Extensive brain surgery at Ann & Robert H. Lurie Children’s Hospital

Sophia was rushed to Ann & Robert H. Lurie Children’s Hospital on May 10, 2021, after a large mass was found on a CT scan. The Miller family received the heartbreaking news that Sophia has Medulloblastoma Brain Cancer. Two days later, Sophia underwent extensive brain surgery to remove the tumor and stop the spread. 

Although the surgery was successful, Sophia was unable to communicate with anyone upon waking up due to Posterior Fossa Syndrome. The syndrome which develops in one out of four children after surgery to remove a brain tumor, affects speech, motor skills, and mood, among other symptoms.

How Posterior Fossa Syndrome has altered Sophia’s life

The Posterior Fossa Syndrome left Sophia paralyzed on the right side of her body for about eight months. Through inpatient treatment, she slowly regained her ability to speak and use her right side once again.

Sophia’s childhood went from worrying about her figure skating routine to a new routine of chemotherapy, and Speech, Physical, and Occupational therapies.

“She has resilience like no other, and through this journey, I’ve learned to never take a day for granted,” said Sophia’s mom, Melissa Miller.

Sophia’s support from family and Blue Dynasty Cheerabilities

Through it all, she’s had the constant support of her family.

“What keeps me going is the bright light of my mom, and just knowing that I’m loved, and there’s a lot of people supporting me,” said Sophia.

“I can say that she’s my hero, I’ve seen nothing but resiliency and strength from her,” said Sophia’s dad, Mark Miller.

In July of 2022, Sophia completed her 52 weeks of chemotherapy and won her battle with cancer. In that same month, she stumbled upon, or maybe tumbled upon a cheerleading team. The cancer survivor joined ICE Blue Dynasty CheerAblilites.

Blue Dynasty consists of 17 athletes with disabilities ranging from cerebral palsy to autism, to just about anything in between. The team consists of athletes from ages 12 to 36. 

Blue Dynasty CheerAbilities is a second home for local athletes

Kaylee Pellack created the team ten years ago for her sister, who has special needs.

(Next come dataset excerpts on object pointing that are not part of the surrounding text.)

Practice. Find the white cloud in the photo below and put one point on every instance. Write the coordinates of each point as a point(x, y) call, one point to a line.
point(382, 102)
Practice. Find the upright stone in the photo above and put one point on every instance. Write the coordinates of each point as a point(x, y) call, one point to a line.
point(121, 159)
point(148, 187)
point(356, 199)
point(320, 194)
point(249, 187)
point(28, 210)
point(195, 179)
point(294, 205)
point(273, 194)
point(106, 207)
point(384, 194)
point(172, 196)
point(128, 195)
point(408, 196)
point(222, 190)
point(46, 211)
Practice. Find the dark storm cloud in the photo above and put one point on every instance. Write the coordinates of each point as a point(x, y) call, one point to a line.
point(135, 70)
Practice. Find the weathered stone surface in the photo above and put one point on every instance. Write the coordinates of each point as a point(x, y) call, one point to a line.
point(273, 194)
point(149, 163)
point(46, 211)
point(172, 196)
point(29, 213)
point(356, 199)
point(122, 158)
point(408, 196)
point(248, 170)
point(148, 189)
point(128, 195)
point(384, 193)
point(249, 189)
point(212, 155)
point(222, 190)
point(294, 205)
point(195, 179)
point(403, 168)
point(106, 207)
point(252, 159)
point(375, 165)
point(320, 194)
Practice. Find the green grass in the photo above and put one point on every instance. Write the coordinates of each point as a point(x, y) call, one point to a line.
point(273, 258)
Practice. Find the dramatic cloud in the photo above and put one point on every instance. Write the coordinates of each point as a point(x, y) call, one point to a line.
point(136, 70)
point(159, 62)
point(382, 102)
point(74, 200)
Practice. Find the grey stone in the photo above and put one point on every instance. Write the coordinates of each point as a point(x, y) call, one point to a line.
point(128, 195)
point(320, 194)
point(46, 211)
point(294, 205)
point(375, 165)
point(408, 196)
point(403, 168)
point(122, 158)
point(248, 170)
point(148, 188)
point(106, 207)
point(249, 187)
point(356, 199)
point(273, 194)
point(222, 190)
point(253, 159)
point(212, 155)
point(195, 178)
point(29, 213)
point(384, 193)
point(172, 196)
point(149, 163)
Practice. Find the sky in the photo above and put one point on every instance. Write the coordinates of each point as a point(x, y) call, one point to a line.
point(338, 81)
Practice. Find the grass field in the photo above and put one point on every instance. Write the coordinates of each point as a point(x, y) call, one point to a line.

Blue Dynasty does a lot of winning, but most importantly, it’s given dozens of athletes a second home, and for people like Sophia, a second chance to compete.

“I swear I learn something new every practice about each of these athletes, they all have their own personalities,” said Pellack. “You learn there’s so much love for the sport and inclusion, and they just want to be like everybody else.”

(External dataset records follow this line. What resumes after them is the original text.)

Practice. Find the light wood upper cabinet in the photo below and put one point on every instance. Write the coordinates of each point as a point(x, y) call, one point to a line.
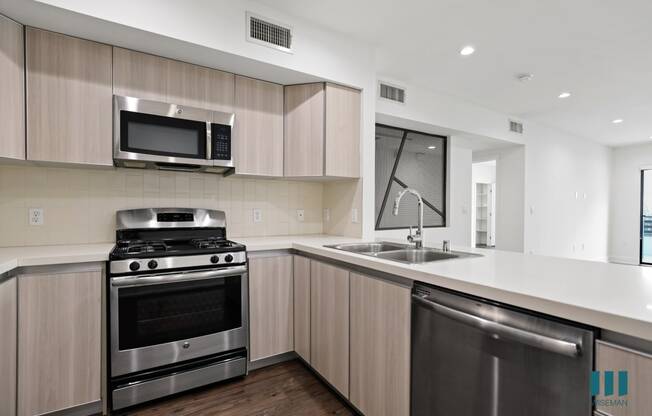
point(258, 130)
point(329, 324)
point(59, 339)
point(8, 310)
point(380, 347)
point(342, 131)
point(150, 77)
point(639, 373)
point(304, 130)
point(69, 116)
point(302, 307)
point(322, 131)
point(270, 305)
point(12, 85)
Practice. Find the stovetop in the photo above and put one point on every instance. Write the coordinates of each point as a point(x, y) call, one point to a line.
point(134, 249)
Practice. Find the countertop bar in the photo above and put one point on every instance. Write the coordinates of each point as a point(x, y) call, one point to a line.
point(609, 296)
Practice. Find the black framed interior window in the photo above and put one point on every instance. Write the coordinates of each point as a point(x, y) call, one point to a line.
point(410, 159)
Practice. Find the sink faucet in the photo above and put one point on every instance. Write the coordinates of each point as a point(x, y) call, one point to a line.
point(417, 238)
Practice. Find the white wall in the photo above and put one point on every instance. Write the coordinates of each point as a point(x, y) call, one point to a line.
point(458, 229)
point(567, 195)
point(625, 208)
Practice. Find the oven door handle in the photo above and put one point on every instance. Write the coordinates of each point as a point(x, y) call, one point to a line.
point(127, 281)
point(544, 342)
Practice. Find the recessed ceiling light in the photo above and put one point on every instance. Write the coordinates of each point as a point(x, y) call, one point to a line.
point(467, 50)
point(525, 77)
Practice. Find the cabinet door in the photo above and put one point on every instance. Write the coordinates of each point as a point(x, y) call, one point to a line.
point(59, 339)
point(8, 347)
point(302, 307)
point(258, 130)
point(150, 77)
point(380, 347)
point(69, 109)
point(342, 131)
point(304, 130)
point(12, 85)
point(270, 304)
point(639, 373)
point(329, 324)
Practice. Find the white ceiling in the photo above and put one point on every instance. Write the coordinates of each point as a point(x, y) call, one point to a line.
point(600, 50)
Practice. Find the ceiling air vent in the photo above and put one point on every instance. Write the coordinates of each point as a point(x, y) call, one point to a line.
point(515, 127)
point(264, 31)
point(391, 92)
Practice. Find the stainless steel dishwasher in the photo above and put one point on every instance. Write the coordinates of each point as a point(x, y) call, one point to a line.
point(472, 357)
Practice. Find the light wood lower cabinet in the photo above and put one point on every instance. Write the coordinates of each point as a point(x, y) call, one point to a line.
point(639, 373)
point(59, 339)
point(69, 110)
point(271, 313)
point(329, 324)
point(8, 347)
point(302, 307)
point(12, 86)
point(380, 347)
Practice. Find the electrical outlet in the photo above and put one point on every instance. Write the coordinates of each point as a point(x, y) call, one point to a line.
point(36, 216)
point(354, 216)
point(258, 215)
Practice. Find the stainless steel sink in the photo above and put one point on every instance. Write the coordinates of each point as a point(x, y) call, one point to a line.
point(422, 255)
point(402, 253)
point(369, 248)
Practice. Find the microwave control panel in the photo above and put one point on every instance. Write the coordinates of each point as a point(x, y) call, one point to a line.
point(221, 137)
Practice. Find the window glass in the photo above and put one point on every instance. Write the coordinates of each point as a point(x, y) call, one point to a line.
point(408, 159)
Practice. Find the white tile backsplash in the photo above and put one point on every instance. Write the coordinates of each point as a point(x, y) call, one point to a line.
point(80, 204)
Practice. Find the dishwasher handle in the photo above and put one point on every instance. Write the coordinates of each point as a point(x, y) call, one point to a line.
point(543, 342)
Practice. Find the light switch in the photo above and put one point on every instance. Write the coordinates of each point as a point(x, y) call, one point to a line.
point(36, 216)
point(258, 215)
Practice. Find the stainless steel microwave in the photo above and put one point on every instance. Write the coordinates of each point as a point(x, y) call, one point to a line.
point(152, 134)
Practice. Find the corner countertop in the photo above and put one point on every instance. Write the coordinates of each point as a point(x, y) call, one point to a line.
point(609, 296)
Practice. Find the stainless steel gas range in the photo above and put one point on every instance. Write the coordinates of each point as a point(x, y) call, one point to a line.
point(178, 312)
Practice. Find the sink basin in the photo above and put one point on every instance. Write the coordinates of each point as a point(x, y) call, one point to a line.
point(423, 255)
point(369, 248)
point(402, 253)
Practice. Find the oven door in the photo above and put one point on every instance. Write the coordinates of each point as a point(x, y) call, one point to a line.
point(160, 134)
point(164, 319)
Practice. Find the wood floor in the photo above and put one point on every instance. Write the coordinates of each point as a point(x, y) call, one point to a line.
point(284, 389)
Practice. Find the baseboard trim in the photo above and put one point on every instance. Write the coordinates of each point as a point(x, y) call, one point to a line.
point(86, 409)
point(274, 359)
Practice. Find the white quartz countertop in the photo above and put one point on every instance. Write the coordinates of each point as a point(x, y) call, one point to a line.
point(13, 257)
point(609, 296)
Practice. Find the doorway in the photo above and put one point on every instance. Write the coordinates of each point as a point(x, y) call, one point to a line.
point(646, 217)
point(483, 217)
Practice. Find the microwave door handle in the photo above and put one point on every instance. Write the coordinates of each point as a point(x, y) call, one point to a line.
point(533, 339)
point(209, 141)
point(127, 281)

Sophia’s bond with the team and her coaches is priceless.

Honestly, having this outlet for them and for her to feel included in a team again, it’s just so amazing that they feel at home here and that she’s comfortable and coming out of her skin,” said Pellack. “When she first joined us, she didn’t want to talk much, and now she is the spunkiest child on the team. She has the most sass, It’s the cutest thing.”

Blue Dynasty has become a dynasty in the National Cheerleading Association

Blue Dynasty has won multiple National Cheerleading Association (NCA) National Championships, but the 2024 championship means the most. They beat nine teams from across the country, more than any previous year.

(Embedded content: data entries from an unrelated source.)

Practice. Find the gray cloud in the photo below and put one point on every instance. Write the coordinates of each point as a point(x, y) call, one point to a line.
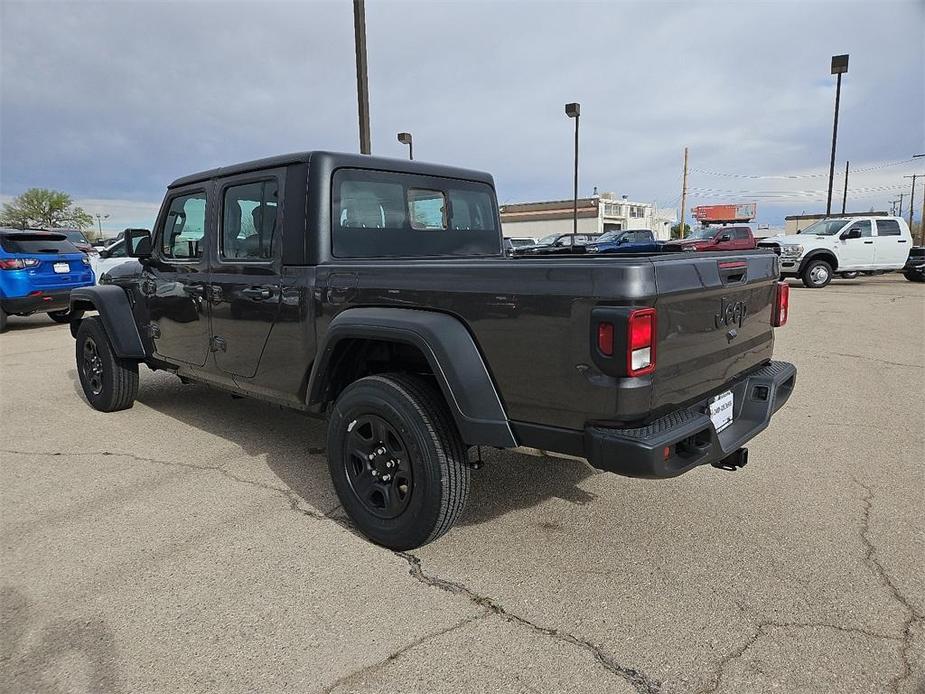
point(114, 100)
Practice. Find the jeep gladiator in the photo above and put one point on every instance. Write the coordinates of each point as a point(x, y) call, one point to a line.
point(376, 293)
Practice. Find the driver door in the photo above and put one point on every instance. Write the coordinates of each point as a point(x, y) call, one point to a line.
point(856, 254)
point(175, 278)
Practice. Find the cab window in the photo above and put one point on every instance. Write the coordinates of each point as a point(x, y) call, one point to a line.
point(184, 228)
point(249, 213)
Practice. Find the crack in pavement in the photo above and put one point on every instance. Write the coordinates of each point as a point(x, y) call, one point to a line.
point(637, 679)
point(401, 651)
point(871, 559)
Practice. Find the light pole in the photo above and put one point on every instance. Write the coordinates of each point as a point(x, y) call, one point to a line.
point(359, 35)
point(99, 222)
point(839, 67)
point(574, 111)
point(405, 139)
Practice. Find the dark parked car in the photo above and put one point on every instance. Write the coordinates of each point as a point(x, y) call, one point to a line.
point(914, 270)
point(626, 241)
point(38, 270)
point(556, 244)
point(731, 238)
point(375, 292)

“We actually didn’t do that good the first day,” said Blue Dynasty CheerAbilities athlete, Ashlee East. “But, the second day when Rylee hit her stunt, I looked at her and started yelling ‘Congratulations,’ and we hit the routine.”

With the win at NCA’s, Blue Dynasty will now compete at the International Cheer Union Championship in Disney World, beginning on April 24, which they’ve won three times. Following that, the team will have another chance for some hardware, competing at the Cheerleading Worlds for USASF. 

“It’s really cool, I love competing,” said Sophia. “There’s so much good energy and it’s really fun. Winning is nice because everyone’s so happy, and it’s a joyful experience.”